4. Why Self-Attention

![transformer](/img/transformer_3.png)

self-attention을 recurrent layer나 convolutional layer에 비교하였다.
1. computational complexity per layer: sequence length l이 representation dimensionality d보다 작을 때 self-attention이 recurrent보다 빠르고, neighborhood 사이즈 r을 제한할 경우 complexity를 더 낮출 수 있다. convolution은 보통 recurrent보다 더 complexity가 높다. separable convolution은 훨씬 낮은 편이지만, self-attention과 point-wise feed-forward의 조합과 유사한 정도의 complexity를 보인다.
2. computation that can be parallelized: recurrent (sequential operations: O(n)) 빼고 convolution과 self-attention (sequential operations: O(1)) 은 병렬 처리 가능 정도가 높다.
3. path length between long-range dependencies in the network: sequence transduction task에서 가장 큰 challenge였다.

5. Training

5.1. Training Data and Batching

data: standard WMT 2014 English-German dataset consisting of about 4.5 million sentence pairs (Byte-pair encoding); larger WMT 2014 English-French dataset consisting of 36 million sentences (tokens into 32,000 word-piece vocab)
each batch contains approximately 25,000 source tokens and 25,000 target tokens.
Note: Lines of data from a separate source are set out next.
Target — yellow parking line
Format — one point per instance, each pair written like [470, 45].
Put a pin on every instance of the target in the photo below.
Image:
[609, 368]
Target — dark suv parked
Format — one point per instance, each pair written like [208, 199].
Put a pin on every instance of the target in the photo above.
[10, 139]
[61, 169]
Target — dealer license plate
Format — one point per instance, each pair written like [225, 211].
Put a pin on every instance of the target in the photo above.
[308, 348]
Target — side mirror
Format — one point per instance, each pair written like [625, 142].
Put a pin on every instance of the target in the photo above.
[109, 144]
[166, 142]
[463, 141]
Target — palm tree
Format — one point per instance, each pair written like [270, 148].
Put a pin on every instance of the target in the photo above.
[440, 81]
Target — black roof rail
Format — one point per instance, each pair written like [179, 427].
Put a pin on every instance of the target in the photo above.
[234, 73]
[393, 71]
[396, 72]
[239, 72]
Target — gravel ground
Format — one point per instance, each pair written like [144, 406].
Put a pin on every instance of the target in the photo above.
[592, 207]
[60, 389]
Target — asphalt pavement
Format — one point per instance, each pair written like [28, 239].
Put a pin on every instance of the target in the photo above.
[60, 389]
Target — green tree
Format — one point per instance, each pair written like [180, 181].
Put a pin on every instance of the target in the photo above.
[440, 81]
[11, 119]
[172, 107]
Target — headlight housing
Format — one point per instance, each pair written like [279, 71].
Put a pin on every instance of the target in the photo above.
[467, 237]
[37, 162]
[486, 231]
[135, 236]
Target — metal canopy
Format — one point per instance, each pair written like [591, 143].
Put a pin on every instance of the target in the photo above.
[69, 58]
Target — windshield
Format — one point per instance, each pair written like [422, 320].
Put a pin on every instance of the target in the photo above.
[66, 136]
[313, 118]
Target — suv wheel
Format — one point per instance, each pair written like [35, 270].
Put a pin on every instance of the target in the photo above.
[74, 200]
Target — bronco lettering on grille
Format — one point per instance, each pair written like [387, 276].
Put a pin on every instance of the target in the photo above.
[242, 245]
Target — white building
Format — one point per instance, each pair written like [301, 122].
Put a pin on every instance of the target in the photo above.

5.2. Hardware and Schedule

8 NVIDIA P100 GPUs
training base models: 100,000 steps, each step takes 0.4 sec (→12 hours)
training big models: 300,000 steps, each step takes 1.0 sec (→ 3.5 days)

5.3. Optimizer

Adam with $\beta_1=0.9, \beta_2=0.9, \epsilon=0.9, lr=d^{-0.5}_{model} \cdot min(step_num^{-0.5}, step_num \cdot warmup_steps^{-1.5})$
- warmup_step 동안에는 lr 증가, 그 이후에는 감소
- warmup_steps=4000

5.4. Regularization

Residual Dropout: output of each sub-layer (before added to sub-layer input and normalized); 본 연구에서는 0.1 사용
Label Smoothing: set to be 0.1 where perplexity hurted but improves accuracy and BLEU score.
- BLEU가 뭔가

6. Results

6.1. Machine Translation

On the WMT 2014 English-to-German translation task, the big transformer model (Transformer (big) in Table 2) outperforms the best previously reported models (including ensembles) by more than 2.0 BLEU, establishing a new state-of-the-art BLEU score of 28.4. Even our base model surpasses all previously published models and ensembles, at a fraction of the training cost of any of the competitive models.
On the WMT 2014 English-to-French translation task, our big model achieves a BLEU score of 41.0, outperforming all of the previously published single models, at less than 1/4 the training cost of the previous state-of-the-art model.

6.2. Model Variations

To evaluate the importance of different components of the Transformer, we varied our base model in different ways, measuring the change in performance on English-to-German translation on the development set, newstest2013. While single-headattention is 0.9 BLEU worse than the best setting, quality also drops off with too many heads.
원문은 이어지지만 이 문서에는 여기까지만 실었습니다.